Clearly, Zach has a range of sensitivities and proclivities that are somewhat exceptional, combined with a sense of humor that is something else. How has he resolved his work life and creative life? He has become a digital retoucher. This gets him working on projects that are challenging, allows him to refine and improve his technical abilities (which have always been amazing) as new jobs come up, pay the bills and interact with top commercial, editorial, professional firms, designers and art directors.

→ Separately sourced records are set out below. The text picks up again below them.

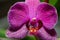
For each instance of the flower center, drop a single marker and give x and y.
(34, 25)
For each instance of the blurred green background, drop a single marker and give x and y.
(4, 7)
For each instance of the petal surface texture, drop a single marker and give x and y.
(17, 14)
(44, 34)
(21, 33)
(47, 14)
(17, 17)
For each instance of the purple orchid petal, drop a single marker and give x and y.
(17, 14)
(46, 35)
(17, 17)
(47, 14)
(21, 33)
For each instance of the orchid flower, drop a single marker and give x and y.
(32, 17)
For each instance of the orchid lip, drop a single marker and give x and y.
(34, 25)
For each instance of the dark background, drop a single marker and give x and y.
(5, 5)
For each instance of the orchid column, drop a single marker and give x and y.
(32, 17)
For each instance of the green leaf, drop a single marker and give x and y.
(29, 38)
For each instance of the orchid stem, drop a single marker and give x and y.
(46, 1)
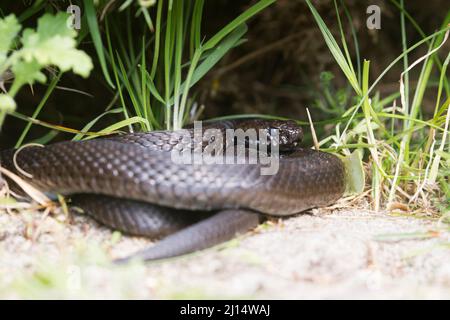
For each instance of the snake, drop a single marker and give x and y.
(130, 183)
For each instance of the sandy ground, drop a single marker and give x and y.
(341, 254)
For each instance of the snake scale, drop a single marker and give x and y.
(128, 182)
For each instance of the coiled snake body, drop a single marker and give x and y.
(129, 183)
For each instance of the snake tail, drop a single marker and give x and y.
(221, 227)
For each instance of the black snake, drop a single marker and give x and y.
(130, 183)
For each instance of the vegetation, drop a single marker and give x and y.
(151, 75)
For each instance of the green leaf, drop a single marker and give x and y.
(96, 38)
(53, 43)
(7, 103)
(9, 28)
(355, 177)
(26, 72)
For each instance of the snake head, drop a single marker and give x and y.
(289, 133)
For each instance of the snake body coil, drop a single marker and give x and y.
(130, 183)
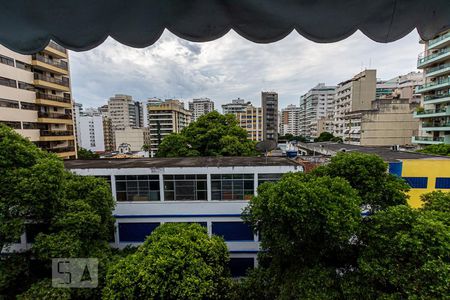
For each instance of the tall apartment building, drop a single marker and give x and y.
(165, 118)
(35, 98)
(290, 120)
(389, 122)
(435, 112)
(200, 107)
(352, 95)
(236, 106)
(124, 112)
(317, 110)
(91, 132)
(269, 103)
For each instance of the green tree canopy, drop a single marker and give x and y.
(71, 215)
(368, 175)
(212, 134)
(177, 261)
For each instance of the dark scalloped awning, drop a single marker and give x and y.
(26, 26)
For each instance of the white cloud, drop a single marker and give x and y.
(231, 67)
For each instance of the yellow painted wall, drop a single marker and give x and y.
(430, 168)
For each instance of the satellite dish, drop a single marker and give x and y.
(266, 146)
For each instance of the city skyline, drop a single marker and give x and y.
(185, 70)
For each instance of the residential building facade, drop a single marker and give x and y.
(165, 118)
(352, 95)
(317, 110)
(35, 98)
(290, 120)
(199, 107)
(269, 103)
(435, 112)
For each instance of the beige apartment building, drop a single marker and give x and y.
(434, 114)
(35, 98)
(388, 123)
(353, 95)
(165, 118)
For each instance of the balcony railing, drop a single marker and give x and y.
(56, 133)
(51, 79)
(440, 67)
(56, 63)
(52, 97)
(430, 84)
(62, 149)
(424, 59)
(439, 38)
(428, 139)
(54, 116)
(427, 124)
(431, 111)
(56, 46)
(434, 97)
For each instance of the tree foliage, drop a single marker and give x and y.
(86, 154)
(440, 149)
(177, 261)
(212, 134)
(368, 175)
(72, 214)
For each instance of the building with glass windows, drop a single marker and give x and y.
(211, 191)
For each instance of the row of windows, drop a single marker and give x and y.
(230, 231)
(188, 187)
(422, 182)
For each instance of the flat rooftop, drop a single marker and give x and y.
(177, 162)
(386, 153)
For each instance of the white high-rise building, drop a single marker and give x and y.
(200, 107)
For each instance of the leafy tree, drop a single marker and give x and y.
(440, 149)
(86, 154)
(212, 134)
(368, 175)
(177, 261)
(176, 145)
(72, 214)
(405, 254)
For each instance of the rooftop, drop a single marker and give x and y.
(178, 162)
(386, 153)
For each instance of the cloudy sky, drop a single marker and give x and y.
(231, 67)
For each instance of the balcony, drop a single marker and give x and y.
(53, 118)
(439, 70)
(432, 113)
(56, 135)
(427, 140)
(426, 60)
(429, 126)
(52, 83)
(435, 85)
(439, 41)
(55, 50)
(50, 65)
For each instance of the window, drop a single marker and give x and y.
(417, 182)
(185, 187)
(137, 188)
(239, 265)
(6, 60)
(232, 186)
(26, 86)
(8, 82)
(443, 182)
(274, 177)
(135, 232)
(233, 231)
(9, 103)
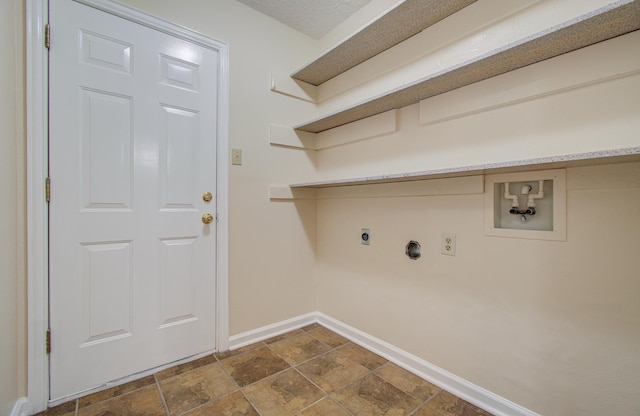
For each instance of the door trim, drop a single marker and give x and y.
(37, 169)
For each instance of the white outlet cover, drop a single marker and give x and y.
(448, 244)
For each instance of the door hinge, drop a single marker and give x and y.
(47, 189)
(47, 36)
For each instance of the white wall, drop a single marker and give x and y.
(272, 245)
(12, 206)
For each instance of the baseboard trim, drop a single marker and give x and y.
(266, 332)
(21, 407)
(462, 388)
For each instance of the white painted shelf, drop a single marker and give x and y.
(579, 159)
(613, 20)
(396, 25)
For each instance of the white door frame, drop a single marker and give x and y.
(37, 169)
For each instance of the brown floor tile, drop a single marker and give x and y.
(186, 367)
(449, 405)
(324, 407)
(407, 382)
(299, 349)
(115, 391)
(362, 356)
(332, 371)
(372, 396)
(143, 402)
(192, 389)
(283, 394)
(328, 337)
(254, 365)
(234, 404)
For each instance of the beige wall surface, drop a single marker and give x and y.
(12, 215)
(272, 245)
(552, 326)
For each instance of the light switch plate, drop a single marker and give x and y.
(236, 156)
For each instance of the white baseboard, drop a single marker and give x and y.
(462, 388)
(21, 407)
(266, 332)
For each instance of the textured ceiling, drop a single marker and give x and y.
(312, 17)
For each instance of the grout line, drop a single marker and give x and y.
(162, 399)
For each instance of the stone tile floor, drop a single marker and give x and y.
(307, 372)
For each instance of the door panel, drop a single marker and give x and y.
(132, 148)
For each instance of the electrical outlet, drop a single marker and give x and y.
(448, 244)
(365, 236)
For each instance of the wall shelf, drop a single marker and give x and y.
(608, 22)
(398, 24)
(579, 159)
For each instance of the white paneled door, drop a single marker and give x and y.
(132, 151)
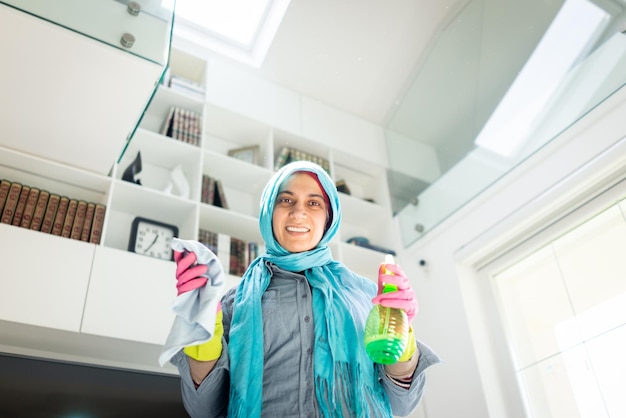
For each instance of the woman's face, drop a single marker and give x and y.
(300, 214)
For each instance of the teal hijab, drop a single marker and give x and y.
(346, 381)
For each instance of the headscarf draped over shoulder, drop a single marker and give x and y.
(346, 382)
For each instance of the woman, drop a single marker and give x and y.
(288, 341)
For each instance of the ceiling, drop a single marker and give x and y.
(356, 55)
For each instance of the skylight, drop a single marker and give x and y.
(574, 29)
(239, 29)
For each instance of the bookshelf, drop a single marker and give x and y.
(111, 282)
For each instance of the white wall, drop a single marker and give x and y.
(454, 318)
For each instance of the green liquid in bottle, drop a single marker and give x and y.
(386, 331)
(386, 334)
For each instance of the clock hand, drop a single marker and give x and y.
(156, 237)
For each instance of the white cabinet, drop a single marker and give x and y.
(129, 297)
(104, 290)
(65, 96)
(366, 211)
(44, 278)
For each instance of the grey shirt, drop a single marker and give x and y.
(288, 379)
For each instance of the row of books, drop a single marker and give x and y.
(234, 254)
(288, 154)
(212, 192)
(40, 210)
(184, 125)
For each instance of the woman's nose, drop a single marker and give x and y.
(298, 211)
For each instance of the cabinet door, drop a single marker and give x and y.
(130, 297)
(44, 278)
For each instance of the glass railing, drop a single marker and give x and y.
(142, 28)
(86, 68)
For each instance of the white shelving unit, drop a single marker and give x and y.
(127, 297)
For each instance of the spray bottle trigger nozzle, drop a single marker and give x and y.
(388, 288)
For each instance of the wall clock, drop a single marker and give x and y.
(152, 238)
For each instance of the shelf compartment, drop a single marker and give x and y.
(130, 200)
(158, 164)
(162, 102)
(231, 223)
(242, 182)
(225, 131)
(53, 177)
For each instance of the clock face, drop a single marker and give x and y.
(152, 238)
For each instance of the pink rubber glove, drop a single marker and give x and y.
(189, 275)
(404, 298)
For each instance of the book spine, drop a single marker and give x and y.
(167, 124)
(59, 218)
(66, 232)
(5, 185)
(48, 218)
(282, 158)
(221, 195)
(98, 224)
(21, 204)
(84, 235)
(40, 210)
(29, 209)
(79, 220)
(223, 251)
(11, 202)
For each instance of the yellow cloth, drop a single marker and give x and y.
(410, 347)
(211, 349)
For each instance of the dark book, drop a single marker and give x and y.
(98, 224)
(51, 210)
(84, 234)
(342, 186)
(208, 239)
(40, 210)
(219, 197)
(59, 218)
(21, 204)
(238, 257)
(11, 203)
(282, 158)
(166, 129)
(66, 232)
(5, 185)
(208, 186)
(79, 220)
(29, 209)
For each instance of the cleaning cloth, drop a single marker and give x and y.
(195, 310)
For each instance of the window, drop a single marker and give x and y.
(562, 301)
(239, 29)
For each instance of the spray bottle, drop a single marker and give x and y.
(386, 329)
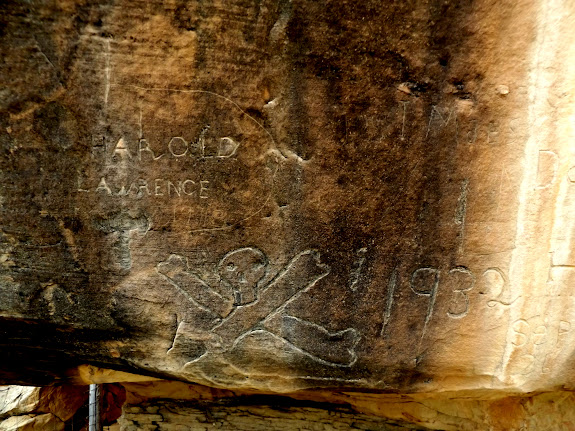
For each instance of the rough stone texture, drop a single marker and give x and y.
(26, 408)
(285, 195)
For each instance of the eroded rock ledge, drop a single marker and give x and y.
(286, 196)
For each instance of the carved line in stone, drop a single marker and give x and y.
(462, 292)
(392, 284)
(241, 271)
(357, 267)
(260, 125)
(431, 293)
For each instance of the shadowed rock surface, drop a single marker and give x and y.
(281, 195)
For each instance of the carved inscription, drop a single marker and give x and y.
(426, 282)
(241, 305)
(197, 163)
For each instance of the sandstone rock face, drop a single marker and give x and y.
(280, 195)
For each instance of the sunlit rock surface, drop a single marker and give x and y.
(289, 195)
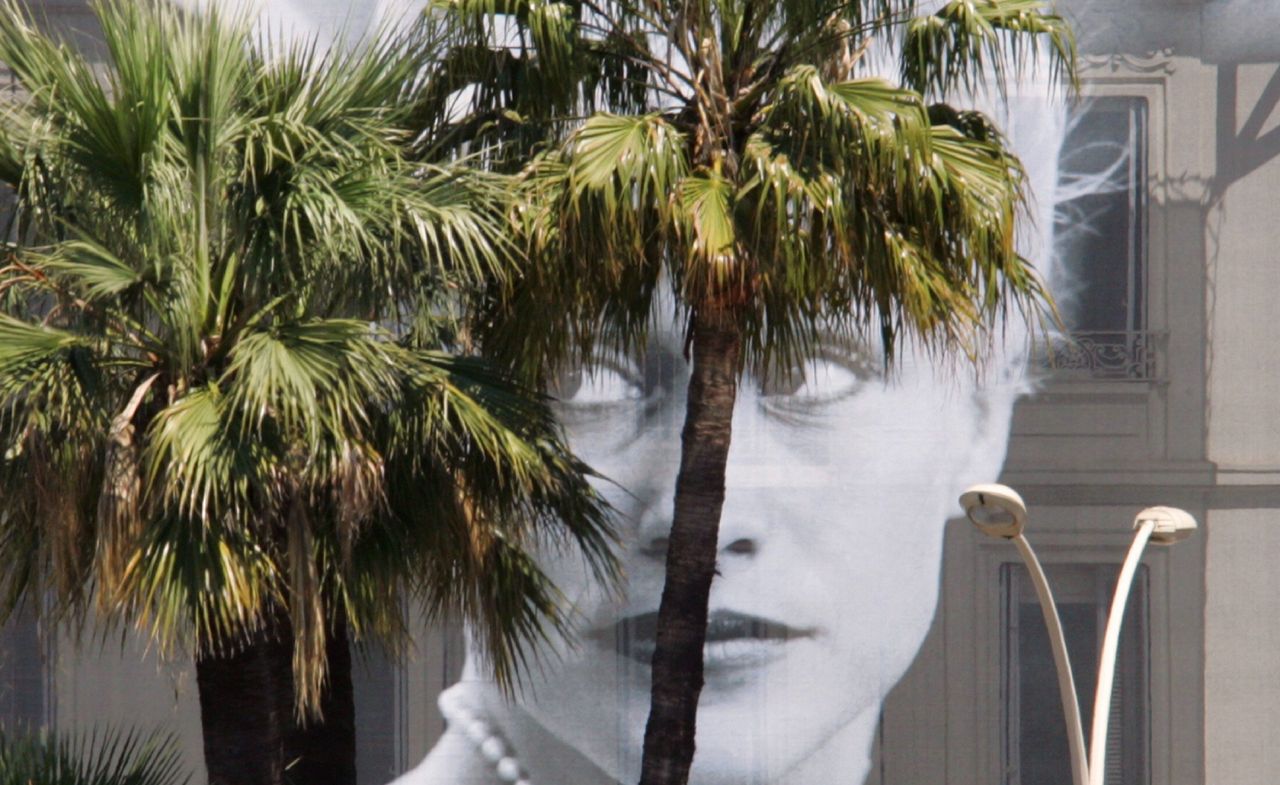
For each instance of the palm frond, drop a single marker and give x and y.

These below are not shot by Zach but worked on by him to retouch and complete imagery for clients:
I have always loved seeing where students of mine ended up. How they worked their way through a myriad of choices and life's barriers to get to a place that gave them a living and a sense of making a contribution in our world. This didn't always work out and was fraught with obstacles but I was often surprised at how often it did.
In concluding this post I want to thank Zach for his participation in all parts of the profile. Over the years I have learned a great deal from him. I look forward to keeping up with where he goes, what he finds himself curious about, what he finds himself thinking about and looking at. I also look forward to trying to keep up.